1:30 p.m. | Updated In the escalating battle between media companies and cable and satellite providers, Cablevision filed a lawsuit against Viacom on Tuesday, accusing the media company of forcing it to carry 14 little-watched cable channels.
The lawsuit filed in federal court in Manhattan alleges that Viacom illegally bundled its channels, forcing Cablevision to pay for Palladia, MTV Hits and VH1 Classic, in order to offer consumers the company’s more popular cable channels like MTV, Comedy Central and Nickelodeon. The cost of carrying those smaller channels is passed on to customers’ cable bills, Cablevision said.
“The manner in which Viacom sells its programming is illegal, anticonsumer and wrong,” Cablevision said in a statement. “Viacom effectively forces Cablevision’s customers to pay for and receive little-watched channels in order to get the channels they actually want.”
In a statement, Viacom said it would “vigorously defend this transparent attempt by Cablevision to use the courts to renegotiate our existing two-month-old agreement.”
Viacom said that like other programmers, it does not explicitly require distributors to bundle all of its channels together; rather, the company provides financial incentives to bundle by offering lower prices when smaller channels are grouped together with bigger channels.
In its statement, Viacom said that it had “long offered discounts to those who agree to provide additional network distribution” and that most distributors view these arrangements as “a win-win and pro-consumer.” Federal courts have upheld these arrangements in the past, Viacom said.

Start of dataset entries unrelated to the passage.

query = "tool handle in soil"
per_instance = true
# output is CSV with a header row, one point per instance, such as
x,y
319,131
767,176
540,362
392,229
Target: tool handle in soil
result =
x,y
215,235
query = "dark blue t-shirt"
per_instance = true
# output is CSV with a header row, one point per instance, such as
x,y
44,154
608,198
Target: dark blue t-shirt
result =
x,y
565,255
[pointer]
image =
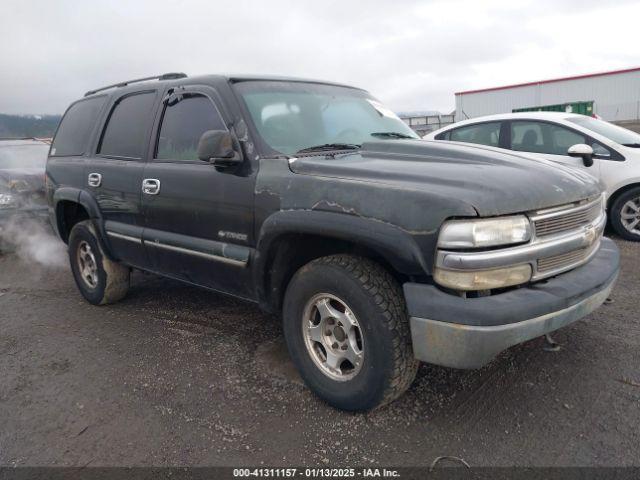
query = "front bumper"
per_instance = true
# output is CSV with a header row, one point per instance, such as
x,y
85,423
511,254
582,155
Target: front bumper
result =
x,y
469,332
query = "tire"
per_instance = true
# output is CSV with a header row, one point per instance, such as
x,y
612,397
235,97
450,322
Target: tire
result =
x,y
353,287
623,207
100,280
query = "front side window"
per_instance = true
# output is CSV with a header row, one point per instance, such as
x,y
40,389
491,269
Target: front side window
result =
x,y
542,137
126,132
481,133
292,116
183,123
73,133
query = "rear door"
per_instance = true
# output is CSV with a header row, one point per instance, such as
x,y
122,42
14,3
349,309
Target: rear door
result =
x,y
114,173
199,218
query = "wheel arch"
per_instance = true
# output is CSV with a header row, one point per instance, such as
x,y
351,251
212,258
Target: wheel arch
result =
x,y
73,205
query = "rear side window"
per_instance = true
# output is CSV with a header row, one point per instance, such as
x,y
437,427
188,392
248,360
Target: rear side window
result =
x,y
72,136
183,124
126,132
481,133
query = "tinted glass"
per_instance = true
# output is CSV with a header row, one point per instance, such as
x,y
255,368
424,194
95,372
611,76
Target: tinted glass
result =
x,y
542,137
23,156
125,133
182,126
291,116
482,133
73,134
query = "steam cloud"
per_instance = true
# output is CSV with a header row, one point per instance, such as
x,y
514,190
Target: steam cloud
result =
x,y
34,242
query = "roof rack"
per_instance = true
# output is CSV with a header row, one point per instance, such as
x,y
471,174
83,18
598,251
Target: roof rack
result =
x,y
166,76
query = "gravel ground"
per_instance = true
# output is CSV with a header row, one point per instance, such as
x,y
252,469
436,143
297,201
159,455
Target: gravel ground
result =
x,y
174,375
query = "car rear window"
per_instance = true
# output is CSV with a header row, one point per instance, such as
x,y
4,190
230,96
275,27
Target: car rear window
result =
x,y
125,135
74,130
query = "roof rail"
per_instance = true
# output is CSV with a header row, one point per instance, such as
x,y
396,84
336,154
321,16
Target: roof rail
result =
x,y
165,76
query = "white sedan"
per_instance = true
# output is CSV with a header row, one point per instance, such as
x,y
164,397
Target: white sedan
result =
x,y
608,152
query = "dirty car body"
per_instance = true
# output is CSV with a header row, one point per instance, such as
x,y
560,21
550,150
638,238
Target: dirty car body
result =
x,y
488,249
22,168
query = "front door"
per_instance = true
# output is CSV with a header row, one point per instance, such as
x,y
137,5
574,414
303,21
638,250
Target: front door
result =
x,y
198,217
114,173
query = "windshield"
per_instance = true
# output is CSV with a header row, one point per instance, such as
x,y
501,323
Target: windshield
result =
x,y
23,156
612,132
294,116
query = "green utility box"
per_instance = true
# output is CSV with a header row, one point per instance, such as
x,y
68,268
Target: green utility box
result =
x,y
584,108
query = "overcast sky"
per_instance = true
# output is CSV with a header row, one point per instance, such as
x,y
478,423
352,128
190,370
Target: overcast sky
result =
x,y
413,55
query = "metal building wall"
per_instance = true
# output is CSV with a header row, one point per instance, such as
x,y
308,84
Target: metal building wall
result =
x,y
616,97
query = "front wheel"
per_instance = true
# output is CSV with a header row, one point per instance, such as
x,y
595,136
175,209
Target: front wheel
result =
x,y
347,331
625,215
99,279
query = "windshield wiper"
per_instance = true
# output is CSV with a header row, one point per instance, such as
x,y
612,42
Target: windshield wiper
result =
x,y
330,146
391,135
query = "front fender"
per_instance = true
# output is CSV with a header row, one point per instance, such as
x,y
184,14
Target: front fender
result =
x,y
395,245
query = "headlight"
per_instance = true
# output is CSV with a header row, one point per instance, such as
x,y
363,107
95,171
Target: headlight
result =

Cablevision, which is controlled by Charles F. Dolan, said in a statement the dispute would not result in an immediate disruption in programming. The company said the lawsuit was filed under seal, so it will not be accessible to the public.
The lawsuit represents a turning point in the debate over “bundling,” or the practice of selling channels to cable and satellite providers in a package. Partly because of the rising cost of cable, pressure has been mounting on the bundling system for years. But there has been little if any structural change — both channel owners and distributors have found it in their best interests to keep it intact.
Class action lawsuits against bundling have failed in the courts to date. But the lawsuit on Tuesday was different, since it was filed by a distributor. Antitrust experts could not immediately recall a similar suit.
Time Warner Cable, the second biggest cable company in the country behind Comcast, supported Cablevision in a statement on Tuesday that read, “We frequently have pointed out that there are serious problems with the current programming environment. We think this lawsuit raises important issues, and we look forward to their resolution in the courts.”
For Cablevision, the lawsuit may be a way to garner public support for its point of view and simultaneously tar Viacom. Cable distributors like Cablevision have been trying to portray themselves as pro-consumer and resistant to price increases, even while carrying out those very same price increases. They have argued for years — more and more loudly of late — that channel owners like Viacom are the ones requiring them to raise the monthly cost of television service.
The channel owners rebut that position by pointing to the big profits that distributors report on a quarterly basis.
The number of disputes between the two sides have increased in recent years, partly due to concerns about the aforementioned price increases. Last summer DirecTV pulled Viacom’s channels for nearly three weeks after the companies could not agree on a new contract. Around the same time the Dish Network took down AMC, IFC and WE tv, all channels owned by AMC Networks. Dish claimed that AMC required the company to carry its low-rated channels in order to get AMC, the channel that televises “Mad Men” and the zombie thriller “The Walking Dead.” Dave Shull, the senior vice president for programming at Dish, said at one point during the nearly four-month programming blackout that “AMC Networks requires us to carry low-rated channels like IFC and WE tv to access a few popular AMC shows. The math is simple: it’s not a good value for our customers.”
But AMC said the blackout was due not to a bundling dispute, but rather to an unrelated lawsuit involving allegations of breach of contract between Dish and VOOM, a former subsidiary of Cablevision. That suit was settled in October, and the channels were restored at that time.
Meanwhile, some customers continue to agitate for the right to pick and choose which channels they receive from distributors, an idea sometimes called “a la carte,” while others say they are content with the buffet of channels they currently receive. The issue came up again just last month, when Suddenlink, the No. 11 distributor in the country in terms of subscriber base, proposed to Fox Networks, the cable unit of News Corporation, that Fox could set prices for each of its channels, big ones like FX and tiny ones like Fox Soccer and Fuel, and then customers could choose to pay for only the ones they wanted.
The two companies were at odds over the terms of a new contract. Suddenlink publicized the offer, calling it “an attempt to respond to what our customers have said they wanted.” But Fox refused the offer. Four hours later, the companies said they had reached an agreement in principle to keep all the channels — and thus keep the system intact.